Ook veel industriële ondernemingen beraden zich op het vraagstuk van standaardisatie. Behalve over standaardisatie denken veel ondernemingen na over vraagstukken als outsourcing, rendementsverbetering, werkkapitaalmanagement en kostenreductie.
Per segment doen zich bij industriële ondernemingen nog specifieke ontwikkelingen voor. Zo zie je in de energiemarkt een sterke liberalisering. In de chemiesector is een sterke consolidatie gaande en spelen portfoliokwesties een belangrijke rol. Daarnaast is de invoering van de nieuwe Europese chemische stoffenwetgeving (Reach geheten) een belangrijk vraagstuk. In de branche Industrial Products zijn het vooral vraagstukken rondom outsourcing en off-shoring en in de automotive markt is er op dit moment grote invloed van de nieuwe wetgeving rond het distributiekanaal.

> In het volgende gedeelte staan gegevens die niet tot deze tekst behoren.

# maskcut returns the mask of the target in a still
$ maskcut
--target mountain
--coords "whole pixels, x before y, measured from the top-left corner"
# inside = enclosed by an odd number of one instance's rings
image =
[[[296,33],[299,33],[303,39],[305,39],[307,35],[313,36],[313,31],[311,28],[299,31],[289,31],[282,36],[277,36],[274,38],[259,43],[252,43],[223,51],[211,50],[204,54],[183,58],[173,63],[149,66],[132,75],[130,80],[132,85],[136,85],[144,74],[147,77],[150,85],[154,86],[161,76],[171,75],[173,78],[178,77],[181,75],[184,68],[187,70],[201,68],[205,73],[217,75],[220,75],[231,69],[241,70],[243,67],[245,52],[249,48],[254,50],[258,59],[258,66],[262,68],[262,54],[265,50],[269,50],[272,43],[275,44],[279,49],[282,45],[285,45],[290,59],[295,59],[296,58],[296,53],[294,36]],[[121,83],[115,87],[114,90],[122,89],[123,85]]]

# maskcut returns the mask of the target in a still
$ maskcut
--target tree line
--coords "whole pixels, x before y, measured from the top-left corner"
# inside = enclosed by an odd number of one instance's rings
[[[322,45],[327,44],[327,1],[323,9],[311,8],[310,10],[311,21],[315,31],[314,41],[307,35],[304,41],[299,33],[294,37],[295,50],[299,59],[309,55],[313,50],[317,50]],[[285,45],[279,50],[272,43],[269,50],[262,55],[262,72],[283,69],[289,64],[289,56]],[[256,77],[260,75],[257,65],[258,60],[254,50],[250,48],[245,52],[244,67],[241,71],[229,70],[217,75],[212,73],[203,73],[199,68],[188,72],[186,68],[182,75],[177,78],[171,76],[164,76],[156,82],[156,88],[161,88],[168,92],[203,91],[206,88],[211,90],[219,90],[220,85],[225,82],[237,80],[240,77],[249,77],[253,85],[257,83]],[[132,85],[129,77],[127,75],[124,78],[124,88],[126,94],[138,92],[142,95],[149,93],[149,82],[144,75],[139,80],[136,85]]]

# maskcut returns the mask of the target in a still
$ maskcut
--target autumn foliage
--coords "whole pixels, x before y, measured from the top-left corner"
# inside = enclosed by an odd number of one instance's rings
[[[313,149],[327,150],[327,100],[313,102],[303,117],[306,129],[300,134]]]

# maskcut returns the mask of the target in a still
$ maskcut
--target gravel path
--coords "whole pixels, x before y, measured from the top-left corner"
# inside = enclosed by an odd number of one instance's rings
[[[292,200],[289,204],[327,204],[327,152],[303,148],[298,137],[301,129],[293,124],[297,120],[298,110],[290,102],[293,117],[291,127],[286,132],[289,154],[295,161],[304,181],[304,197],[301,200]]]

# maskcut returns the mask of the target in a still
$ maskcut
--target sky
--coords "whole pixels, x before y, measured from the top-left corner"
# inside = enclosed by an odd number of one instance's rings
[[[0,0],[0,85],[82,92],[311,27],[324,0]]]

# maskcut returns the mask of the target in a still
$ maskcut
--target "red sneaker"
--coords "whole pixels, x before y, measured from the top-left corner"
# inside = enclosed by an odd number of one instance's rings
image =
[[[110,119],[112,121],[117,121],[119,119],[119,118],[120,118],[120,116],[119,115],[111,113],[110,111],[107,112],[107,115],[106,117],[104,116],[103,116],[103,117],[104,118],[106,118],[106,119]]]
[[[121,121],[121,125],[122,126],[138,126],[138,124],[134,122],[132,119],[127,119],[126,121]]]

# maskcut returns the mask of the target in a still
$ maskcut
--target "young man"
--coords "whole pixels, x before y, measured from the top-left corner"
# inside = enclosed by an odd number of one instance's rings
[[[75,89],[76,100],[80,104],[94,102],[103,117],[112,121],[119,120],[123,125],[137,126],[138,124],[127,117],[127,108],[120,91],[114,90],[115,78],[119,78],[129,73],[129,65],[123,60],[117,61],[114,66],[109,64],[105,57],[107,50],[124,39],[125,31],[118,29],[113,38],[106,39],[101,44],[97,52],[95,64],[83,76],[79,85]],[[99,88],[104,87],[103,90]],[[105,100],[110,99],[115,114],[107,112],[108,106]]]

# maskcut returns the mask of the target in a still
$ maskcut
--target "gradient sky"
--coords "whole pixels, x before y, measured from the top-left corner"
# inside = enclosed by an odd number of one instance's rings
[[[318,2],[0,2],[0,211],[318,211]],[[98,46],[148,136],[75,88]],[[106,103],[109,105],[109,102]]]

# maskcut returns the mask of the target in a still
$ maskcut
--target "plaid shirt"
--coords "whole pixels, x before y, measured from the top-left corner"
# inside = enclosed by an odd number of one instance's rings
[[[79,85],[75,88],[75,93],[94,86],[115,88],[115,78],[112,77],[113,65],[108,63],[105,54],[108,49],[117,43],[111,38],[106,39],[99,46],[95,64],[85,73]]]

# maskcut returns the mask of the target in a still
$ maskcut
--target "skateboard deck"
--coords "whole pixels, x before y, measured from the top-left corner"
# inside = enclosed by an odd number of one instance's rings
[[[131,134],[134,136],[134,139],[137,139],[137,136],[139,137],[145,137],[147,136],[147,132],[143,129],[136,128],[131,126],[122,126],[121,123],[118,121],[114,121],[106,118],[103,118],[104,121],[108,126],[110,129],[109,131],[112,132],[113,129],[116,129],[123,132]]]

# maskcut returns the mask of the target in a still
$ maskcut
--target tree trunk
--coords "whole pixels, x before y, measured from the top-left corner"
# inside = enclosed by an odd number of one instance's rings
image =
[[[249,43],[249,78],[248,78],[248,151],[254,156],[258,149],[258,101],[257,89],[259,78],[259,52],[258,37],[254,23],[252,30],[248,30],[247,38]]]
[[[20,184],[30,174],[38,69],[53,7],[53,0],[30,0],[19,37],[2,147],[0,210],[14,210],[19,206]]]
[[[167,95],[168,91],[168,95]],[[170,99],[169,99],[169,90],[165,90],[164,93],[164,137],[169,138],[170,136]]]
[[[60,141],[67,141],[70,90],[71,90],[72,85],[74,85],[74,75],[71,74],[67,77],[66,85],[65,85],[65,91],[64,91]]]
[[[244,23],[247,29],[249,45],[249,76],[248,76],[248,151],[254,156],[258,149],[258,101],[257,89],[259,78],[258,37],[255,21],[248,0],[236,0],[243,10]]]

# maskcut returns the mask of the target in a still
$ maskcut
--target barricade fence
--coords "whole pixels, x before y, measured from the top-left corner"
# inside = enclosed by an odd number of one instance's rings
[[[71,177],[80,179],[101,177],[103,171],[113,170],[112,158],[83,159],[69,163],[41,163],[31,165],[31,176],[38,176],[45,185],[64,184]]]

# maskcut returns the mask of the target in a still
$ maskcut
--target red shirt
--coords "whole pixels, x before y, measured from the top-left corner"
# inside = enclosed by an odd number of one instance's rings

Dat veel ondernemingen zich beraden op standaardisatie blijkt wel uit de volgende, niet-limitatieve, bloemlezing van berichten uit de media. Zo kondigde Shell aan dat door standaardisatie van haar IT-processen een grote besparing kon worden bereikt. In een persbericht van DSM was te lezen dat door standaardisatie van diverse bedrijfsprocessen wereldwijd efficiencyvoordelen worden behaald. Ten slotte heeft ook Unilever een nieuw thema met ‘One Unilever’. Om de marges op peil te houden (mede door de aanhoudende prijzenslag in de supermarkten) wordt de organisatie van Unilever in versneld tempo op onderdelen samengevoegd en worden werkwijzen gestandaardiseerd in onder meer een aantal shared service centers. Zelfs in andere sectoren zoals de gezondheidszorg wordt standaardisatie nu aangegrepen om kostenbesparingen te realiseren.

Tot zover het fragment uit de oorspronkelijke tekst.